Dan meskipun berminggu-minggu kemudian aku memohon padanya untuk mengatakan padaku apa yang terjadi dan apa yang bisa aku lakukan untuk membantunya, Hayley tidak mau membuka mulut.

"Apa yang terjadi setelah itu?"

"Hayley menjadi sangat pendiam. Anak-anak di sekolah memusuhinya. Aku tidak tahu gosip apa yang mereka sebarkan tentang Hayley. Yang jelas, sekolah saat itu adalah mimpi buruk. Aku sering mendapat detensi karena berkelahi dengan beberapa anak yang meneriaki Hayley dengan macam-macam hal yang kurang ajar."

"Oh, Logan." Allegra Danish menggelengkan kepalanya bersimpati, "Pasti berat sekali."

Tentu saja.

Semua bully-an tersebut menjadi tidak tertahankan bagi Hayley. Dia masih tidak mau mengatakan apapun padaku.

Dia benar-benar berubah.

Aku sudah putus asa mencari cara untuk mengajaknya bicara.

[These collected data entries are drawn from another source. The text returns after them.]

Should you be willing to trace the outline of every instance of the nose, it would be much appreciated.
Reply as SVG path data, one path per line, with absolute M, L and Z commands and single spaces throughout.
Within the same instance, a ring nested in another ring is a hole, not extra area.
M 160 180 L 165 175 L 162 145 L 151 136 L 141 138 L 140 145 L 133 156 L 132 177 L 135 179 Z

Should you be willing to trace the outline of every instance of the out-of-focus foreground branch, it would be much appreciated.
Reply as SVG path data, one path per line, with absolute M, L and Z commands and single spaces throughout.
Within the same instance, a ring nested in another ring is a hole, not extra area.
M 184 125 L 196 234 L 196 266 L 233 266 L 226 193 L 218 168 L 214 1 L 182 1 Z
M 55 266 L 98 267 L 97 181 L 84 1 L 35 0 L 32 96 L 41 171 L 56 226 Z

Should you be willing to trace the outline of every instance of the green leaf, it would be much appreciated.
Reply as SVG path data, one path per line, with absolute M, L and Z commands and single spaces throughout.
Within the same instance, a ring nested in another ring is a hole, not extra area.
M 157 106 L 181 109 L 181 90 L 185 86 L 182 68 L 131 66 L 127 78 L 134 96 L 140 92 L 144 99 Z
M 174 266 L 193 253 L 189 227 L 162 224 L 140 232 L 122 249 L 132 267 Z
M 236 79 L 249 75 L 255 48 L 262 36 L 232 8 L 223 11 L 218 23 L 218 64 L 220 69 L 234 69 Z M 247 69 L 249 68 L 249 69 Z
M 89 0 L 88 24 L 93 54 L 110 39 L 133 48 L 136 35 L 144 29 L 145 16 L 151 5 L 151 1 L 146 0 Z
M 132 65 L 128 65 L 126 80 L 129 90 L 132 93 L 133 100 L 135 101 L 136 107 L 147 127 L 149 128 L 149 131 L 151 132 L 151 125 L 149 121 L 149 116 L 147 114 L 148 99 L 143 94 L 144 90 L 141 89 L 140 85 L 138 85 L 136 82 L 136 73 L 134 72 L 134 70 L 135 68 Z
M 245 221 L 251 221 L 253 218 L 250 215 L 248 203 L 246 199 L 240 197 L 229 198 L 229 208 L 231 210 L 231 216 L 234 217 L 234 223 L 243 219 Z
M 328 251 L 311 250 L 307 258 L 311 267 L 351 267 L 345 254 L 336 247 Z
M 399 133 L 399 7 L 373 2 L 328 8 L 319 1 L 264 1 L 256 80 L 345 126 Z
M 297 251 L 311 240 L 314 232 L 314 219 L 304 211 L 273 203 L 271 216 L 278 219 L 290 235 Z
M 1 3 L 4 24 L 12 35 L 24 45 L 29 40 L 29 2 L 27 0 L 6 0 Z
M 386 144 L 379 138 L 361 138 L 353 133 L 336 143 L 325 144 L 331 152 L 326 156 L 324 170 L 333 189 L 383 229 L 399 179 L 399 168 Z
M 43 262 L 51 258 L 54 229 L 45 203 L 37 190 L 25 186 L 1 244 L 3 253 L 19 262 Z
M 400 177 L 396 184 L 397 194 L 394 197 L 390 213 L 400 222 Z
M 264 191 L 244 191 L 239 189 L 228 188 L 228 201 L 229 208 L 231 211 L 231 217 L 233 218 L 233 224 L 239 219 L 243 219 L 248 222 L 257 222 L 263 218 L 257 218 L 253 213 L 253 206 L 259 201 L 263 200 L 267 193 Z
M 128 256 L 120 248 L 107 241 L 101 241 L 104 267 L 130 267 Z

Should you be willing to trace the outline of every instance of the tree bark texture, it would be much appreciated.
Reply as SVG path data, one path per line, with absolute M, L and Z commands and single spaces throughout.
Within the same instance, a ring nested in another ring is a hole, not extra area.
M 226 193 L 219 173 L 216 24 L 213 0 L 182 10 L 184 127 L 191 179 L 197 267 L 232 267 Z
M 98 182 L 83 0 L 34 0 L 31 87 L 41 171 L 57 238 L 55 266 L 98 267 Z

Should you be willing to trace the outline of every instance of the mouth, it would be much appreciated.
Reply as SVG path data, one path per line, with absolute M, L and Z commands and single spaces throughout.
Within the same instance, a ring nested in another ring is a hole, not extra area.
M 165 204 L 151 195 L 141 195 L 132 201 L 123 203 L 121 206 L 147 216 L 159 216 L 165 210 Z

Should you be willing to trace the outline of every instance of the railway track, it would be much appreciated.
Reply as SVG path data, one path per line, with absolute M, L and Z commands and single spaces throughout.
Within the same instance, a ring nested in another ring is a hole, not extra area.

Orang tua Hayley juga mengkhawatirkannya.

Tapi Hayley menolak segala bantuan yang kami berikan untuknya.

"—kemudian dia berhenti bicara."

Allegra Danish mengerutkan kening, "Sama sekali tidak bicara?"

"Yeah. Dia tetap melakukan kesehariannya tapi dia berhenti bicara. Dia menghindariku. Lalu dia berhenti bersekolah juga. Aku berkali-kali datang ke rumahnya, dia tidak mau keluar. Orang tua Hayley sama putus asanya seperti diriku."

Lalu suatu hari aku sudah tidak tahan lagi. Apapun cara yang harus kutempuh, aku harus menemuinya.
Entah aku harus mendobrak pintu kamarnya atau memecahkan kaca jendelanya.

Tentu saja aku akan melakukan usaha pembobolan tersebut ketika orang tua Hayley tidak ada di rumah.

"Kau benar-benar melakukannya?" tanya Allegra Danish tidak percaya.

Aku menatap ke bawah, ke arah tanganku yang terkepal.

Aku membuka kepalan tanganku, yang ternyata semakin gemetar tak terkendali, "Aku menyesali perbuatanku itu."